PASMCs were exposed to 40 ng/ml PDGF-BB and different dosage of ZXGD (5 mg/ml, 10 mg/ml) for 24 h, then DCFH-DA probe (10 μM) (ROS Assay Kit, Beyotime, Shanghai, China) for 30 min at 37 ℃. CytoFLEX flow cytometry (FCM, Beckman Coulter, USA) and FlowJo 10.8.1 software were applied in this study for the detection and analysis of ROS.

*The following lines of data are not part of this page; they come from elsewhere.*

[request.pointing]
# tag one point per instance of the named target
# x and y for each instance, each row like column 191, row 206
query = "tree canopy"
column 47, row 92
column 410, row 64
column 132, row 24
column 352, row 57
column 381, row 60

Transient transfection of HIF-1α

The primer sequence of HIF-1α siRNA (GenePharma, Shanghai, China) and negative control (NC) were used as follow: HIF-1α siRNA sense 5′-CGCAUUGAA GUUAGAGUCAATT-3′ and antisense 5′-UUGACU CUAACUUCAAUGCTT-3′; NC sense 5′-UUCUCCGAACGUGUCACGUTT-3′ and antisense 5′-ACGUGACACGUUCGGAGAATT-3′. PASMCs cells were transfected with HIF-1α siRNA containing GP-transfect-Mate according to the manufacture’s instructions.

qRT-PCR

Total RNA was extracted from lung tissues and PASMCs with Trizol reagent (Beyotime Biotechnology, China) and reverse-transcribed using BeyoRT™II First Strand cDNA Synthesis Kit (Beyotime, Shanghai, China). The primer sequences of HIF-1α and β-actin were used as follows: HIF-1α forward 5′ TGGACTTGCCCC TTTCTCTG-3′ and reverse 5′-CGACGTTCGGAACTCATCCT-3; β-actin forward 5′-AAGTTCTACAAATGTGGC TGAGGA-3′ and reverse 5′-TCCTCTTAGGAGTGGG GGTGG-3′. Then, PCR was conducted using SYBR Green (Thermo, USA). The relative level of HIF-1α was calculated by the comparative Cq method (2−ΔΔCT).

Statistical analysis

One-way analysis of variance (ANOVA) is performed for statistical analysis using GraphPad Prism 5.0. All values were presented as mean ± SEM. p < 0.05 was set as statistical significance.